For any claims to the CJRS made from 1st May 2021, employees must have been on the employer’s payroll at some point between 20th March 2020 and 2nd March 2021. Employers must remember that from 1st July, they are expected to pay 10% towards the hours that employees do not work. This increases to 20% in August and September as lockdown restrictions are expected to have eased entirely.
6. Health and safety
Starting May 31, 2021, ‘workers’ will have the right to avoid detriment in health and safety cases. The draft Employment Rights Act 1996 (Protection from Detriment in Health and Safety Cases) (Amendment) Order 2021 grants workers the right to leave or refuse to return to their workplace if they reasonably believe it would endanger themselves or others. Additionally, it protects workers who take steps to protect themselves from such dangers.
The Order is currently awaiting Parliamentary approval and is due to come into force on 31 May 2021. If accepted, the Order will allow workers to challenge the safety of a workplace and act accordingly, for example refusing to return until changes have been made. It will further protect workers from being docked wages or rights such as holiday pay as a result of their actions.

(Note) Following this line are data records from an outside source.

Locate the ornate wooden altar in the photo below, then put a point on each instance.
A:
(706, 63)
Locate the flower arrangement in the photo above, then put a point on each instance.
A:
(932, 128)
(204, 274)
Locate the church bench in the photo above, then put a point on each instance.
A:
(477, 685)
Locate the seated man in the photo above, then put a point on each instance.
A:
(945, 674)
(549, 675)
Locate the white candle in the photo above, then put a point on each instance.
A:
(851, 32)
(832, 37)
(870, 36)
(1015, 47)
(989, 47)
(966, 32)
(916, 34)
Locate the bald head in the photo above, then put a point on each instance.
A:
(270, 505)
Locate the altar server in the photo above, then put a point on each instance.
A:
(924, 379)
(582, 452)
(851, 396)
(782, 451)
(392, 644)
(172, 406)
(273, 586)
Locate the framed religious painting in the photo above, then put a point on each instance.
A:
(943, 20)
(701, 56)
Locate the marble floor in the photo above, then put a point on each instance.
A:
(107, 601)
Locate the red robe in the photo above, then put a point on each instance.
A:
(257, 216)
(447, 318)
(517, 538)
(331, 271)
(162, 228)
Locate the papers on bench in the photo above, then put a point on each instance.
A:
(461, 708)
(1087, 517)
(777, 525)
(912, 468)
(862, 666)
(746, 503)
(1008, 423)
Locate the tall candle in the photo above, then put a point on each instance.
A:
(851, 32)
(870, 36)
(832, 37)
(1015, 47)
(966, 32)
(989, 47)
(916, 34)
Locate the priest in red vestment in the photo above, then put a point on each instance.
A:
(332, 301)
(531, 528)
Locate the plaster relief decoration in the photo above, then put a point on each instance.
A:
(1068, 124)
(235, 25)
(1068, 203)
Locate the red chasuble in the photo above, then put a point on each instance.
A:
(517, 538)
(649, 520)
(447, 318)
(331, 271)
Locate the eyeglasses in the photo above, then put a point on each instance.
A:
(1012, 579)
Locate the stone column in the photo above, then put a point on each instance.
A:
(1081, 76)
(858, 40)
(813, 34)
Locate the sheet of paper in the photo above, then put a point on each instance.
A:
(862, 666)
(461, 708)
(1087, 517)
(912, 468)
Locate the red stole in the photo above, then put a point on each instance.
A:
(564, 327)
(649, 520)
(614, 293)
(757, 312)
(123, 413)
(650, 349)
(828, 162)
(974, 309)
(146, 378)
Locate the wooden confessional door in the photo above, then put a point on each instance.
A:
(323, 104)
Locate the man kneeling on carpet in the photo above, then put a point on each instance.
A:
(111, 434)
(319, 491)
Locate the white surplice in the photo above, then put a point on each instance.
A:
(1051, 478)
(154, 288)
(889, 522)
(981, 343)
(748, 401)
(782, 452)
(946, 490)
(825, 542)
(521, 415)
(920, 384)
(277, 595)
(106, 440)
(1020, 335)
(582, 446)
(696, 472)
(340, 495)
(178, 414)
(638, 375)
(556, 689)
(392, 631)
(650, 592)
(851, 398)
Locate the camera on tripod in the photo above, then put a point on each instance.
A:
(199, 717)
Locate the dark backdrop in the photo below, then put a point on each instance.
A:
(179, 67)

7. EU Settlement Scheme closes
On the 30th of June 2021, the EU Settlement Scheme closes to applicants. New right to work checks will also be introduced. There is no legal obligation for employers to communicate the EU Settlement Scheme to workers. However, employers who want to retain EU citizens in their UK-based workforce should remind employees of the deadline. Employers should note that an offer for employment or continued employment cannot depend on an individual having applied for settled status.
From 30th June onwards, the new immigration rules for recruiting people outside the UK will apply. That means job applicants will not be able to rely on their EU passport or their identity card as proof of right to work in the UK. Instead, they will need to provide proof of appropriate visa or status under the EU Settlement Scheme. If you have any concerns about your existing Right to Work checking processes or compliance with the points-based immigration system, it’s worth consulting with a specialist lawyer as early as possible.
8. Gender pay gap reporting
Starting on April 4th, 2021, private and voluntary sector employers in England, Wales, and Scotland with at least 250 employees must publish details on any pay and bonus differences between male and female employees.
The Equality and Human Rights Commission announced they will begin enforcement action on October 5th, 2021. This action targets employers who fail to report their gender pay gap. Enforcement was suspended last year due to the pandemic. Employers now have an additional five months to report their 2020 data before facing legal action.